Literasi digital: kunci mengubah akses jadi peluang
Menurut Indeks Literasi Digital Indonesia 2022 yang dirilis oleh Kementerian Komunikasi dan Informatika (Kominfo), skor nasional literasi digital berada di angka 3,54 (dari skala 5) dengan kategori sedang. Khusus untuk Kalimantan Utara, skor literasi digital tercatat sedikit lebih tinggi, yakni 3,57, yang menunjukkan potensi yang baik. Meski demikian, tantangan tetap ada terutama dalam aspek pemahaman etika digital, keamanan siber, dan pemanfaatan teknologi secara produktif agar akses yang ada dapat benar-benar memberikan manfaat maksimal bagi masyarakat.
Literasi digital mencakup empat dimensi penting: kecakapan teknologi, keamanan digital, budaya digital, dan hak-hak digital. Tanpa penguasaan keempat aspek ini, masyarakat hanya menjadi konsumen pasif dan mudah terjebak dalam jebakan hoaks, penipuan online, serta ketergantungan teknologi tanpa hasil yang nyata.
Risiko besar bila kesenjangan digital tidak diatasi
Ketertinggalan literasi digital bisa menimbulkan dampak serius, antara lain:
- UMKM lokal sulit naik kelas dan bersaing di pasar digital.
- Pemuda kehilangan kesempatan berkarir di sektor teknologi.
- Pemerintah daerah gagal memaksimalkan e-governance untuk pelayanan yang lebih efektif.
- Investasi digital dan startup jarang melirik Kalimantan Utara sebagai pasar potensial.
Strategi Membangun Literasi Digital di Kalimantan Utara
Untuk mengatasi tantangan ini, Kalimantan Utara perlu mengembangkan strategi literasi digital yang menyentuh berbagai lapisan masyarakat, dengan langkah konkret, diantaranya:
- Integrasi literasi digital ke pendidikan formal
Kurikulum SMK, yang memang didesain untuk meluluskan alumni yang siap kerja, atau bahkan mulai sekolah dasar, harus memasukkan modul literasi digital yang praktis dan kontekstual. Hal ini tentunya akan menyiapkan generasi muda yang siap menghadapi revolusi industri 4.0.

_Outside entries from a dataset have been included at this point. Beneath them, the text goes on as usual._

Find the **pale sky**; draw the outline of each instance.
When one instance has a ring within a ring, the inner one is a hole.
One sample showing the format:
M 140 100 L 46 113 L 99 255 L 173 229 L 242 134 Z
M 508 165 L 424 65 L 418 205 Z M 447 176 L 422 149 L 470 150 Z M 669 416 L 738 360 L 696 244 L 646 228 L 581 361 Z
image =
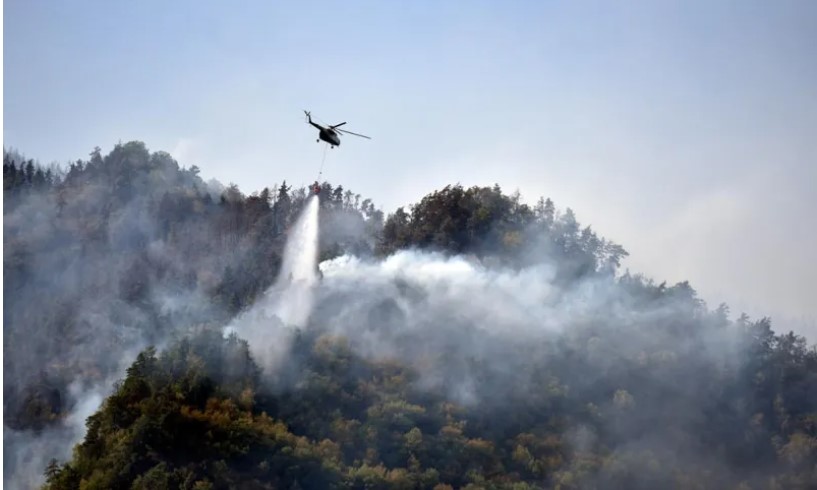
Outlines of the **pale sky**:
M 710 307 L 817 340 L 817 2 L 5 0 L 3 139 L 144 141 L 245 193 L 384 212 L 446 184 L 551 197 Z M 783 323 L 783 320 L 786 323 Z

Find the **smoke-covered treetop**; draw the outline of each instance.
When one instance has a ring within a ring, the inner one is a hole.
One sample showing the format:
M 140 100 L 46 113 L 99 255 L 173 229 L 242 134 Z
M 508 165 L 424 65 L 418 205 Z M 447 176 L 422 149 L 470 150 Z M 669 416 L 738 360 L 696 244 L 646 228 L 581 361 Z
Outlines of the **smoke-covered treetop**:
M 620 245 L 582 228 L 570 208 L 560 213 L 540 198 L 534 207 L 519 193 L 493 187 L 446 186 L 425 196 L 406 213 L 388 217 L 378 252 L 405 248 L 475 254 L 503 265 L 525 266 L 547 258 L 571 280 L 588 273 L 613 272 L 628 254 Z
M 289 325 L 268 305 L 306 189 L 246 196 L 141 143 L 12 160 L 11 486 L 817 485 L 817 350 L 618 273 L 624 248 L 549 199 L 453 185 L 384 216 L 326 182 Z

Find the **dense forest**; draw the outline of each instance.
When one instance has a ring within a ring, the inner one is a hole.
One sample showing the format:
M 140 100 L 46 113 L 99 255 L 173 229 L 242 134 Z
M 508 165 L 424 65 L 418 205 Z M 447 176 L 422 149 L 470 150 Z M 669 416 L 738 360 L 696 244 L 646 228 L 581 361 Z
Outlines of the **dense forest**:
M 11 486 L 817 487 L 817 350 L 622 272 L 550 199 L 384 216 L 323 183 L 314 311 L 271 365 L 224 327 L 274 294 L 306 189 L 139 142 L 3 176 Z

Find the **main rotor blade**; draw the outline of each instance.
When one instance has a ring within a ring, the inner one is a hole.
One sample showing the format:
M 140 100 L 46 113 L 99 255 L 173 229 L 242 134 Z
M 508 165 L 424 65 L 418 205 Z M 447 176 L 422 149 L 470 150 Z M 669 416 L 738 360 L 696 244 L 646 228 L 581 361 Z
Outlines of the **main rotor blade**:
M 329 126 L 329 127 L 330 127 L 330 128 L 332 128 L 332 129 L 335 129 L 336 127 L 338 127 L 338 126 L 343 126 L 344 124 L 346 124 L 346 121 L 343 121 L 343 122 L 342 122 L 342 123 L 340 123 L 340 124 L 335 124 L 334 126 Z
M 355 136 L 360 136 L 361 138 L 366 138 L 367 140 L 370 140 L 370 139 L 371 139 L 371 138 L 369 138 L 369 137 L 368 137 L 368 136 L 366 136 L 366 135 L 363 135 L 363 134 L 357 134 L 357 133 L 353 133 L 353 132 L 351 132 L 351 131 L 346 131 L 345 129 L 338 129 L 338 131 L 340 131 L 341 133 L 348 133 L 348 134 L 353 134 L 353 135 L 355 135 Z

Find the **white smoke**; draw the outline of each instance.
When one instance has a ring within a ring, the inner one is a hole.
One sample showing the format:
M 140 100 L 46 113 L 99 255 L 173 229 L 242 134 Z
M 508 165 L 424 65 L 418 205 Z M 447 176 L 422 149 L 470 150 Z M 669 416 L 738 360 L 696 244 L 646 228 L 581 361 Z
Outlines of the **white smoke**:
M 558 292 L 550 282 L 555 269 L 547 264 L 520 271 L 491 270 L 463 257 L 402 251 L 383 262 L 342 256 L 324 262 L 321 270 L 324 293 L 395 298 L 413 326 L 437 324 L 450 317 L 496 332 L 519 333 L 537 318 L 546 321 L 540 325 L 543 329 L 557 327 L 540 314 Z M 422 292 L 422 308 L 413 307 L 400 293 L 406 287 Z M 351 324 L 346 319 L 353 312 L 350 303 L 338 312 L 333 324 L 341 328 Z
M 345 338 L 367 359 L 406 363 L 420 375 L 419 388 L 446 391 L 468 405 L 495 393 L 541 389 L 533 381 L 535 366 L 560 342 L 592 353 L 597 371 L 585 378 L 638 359 L 656 344 L 676 356 L 727 363 L 736 354 L 732 329 L 686 344 L 650 328 L 693 318 L 683 301 L 640 303 L 611 275 L 566 286 L 556 281 L 556 264 L 547 257 L 513 269 L 410 250 L 384 260 L 345 255 L 320 268 L 310 328 Z
M 579 302 L 562 298 L 547 262 L 494 269 L 462 256 L 401 251 L 383 261 L 342 256 L 321 270 L 315 328 L 345 337 L 366 358 L 408 363 L 421 375 L 418 387 L 446 390 L 467 405 L 480 401 L 471 361 L 491 361 L 524 383 L 504 349 L 559 333 Z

- Pelatihan berbasis komunitas dan UMKM
Pemerintah dan swasta harus menggandeng komunitas lokal dalam pelatihan literasi digital untuk pengusaha mikro dan kecil, petani, nelayan, serta pelaku ekonomi kreatif. Pelatihan ini harus fokus pada aplikasi teknologi untuk meningkatkan produktivitas dan pemasaran.
- Kerjasama dengan platform digital
Pemerintah daerah dapat berkolaborasi dengan perusahaan teknologi seperti Google, Tokopedia, dan Gojek untuk memperluas program edukasi digital dan inklusi keuangan berbasis digital.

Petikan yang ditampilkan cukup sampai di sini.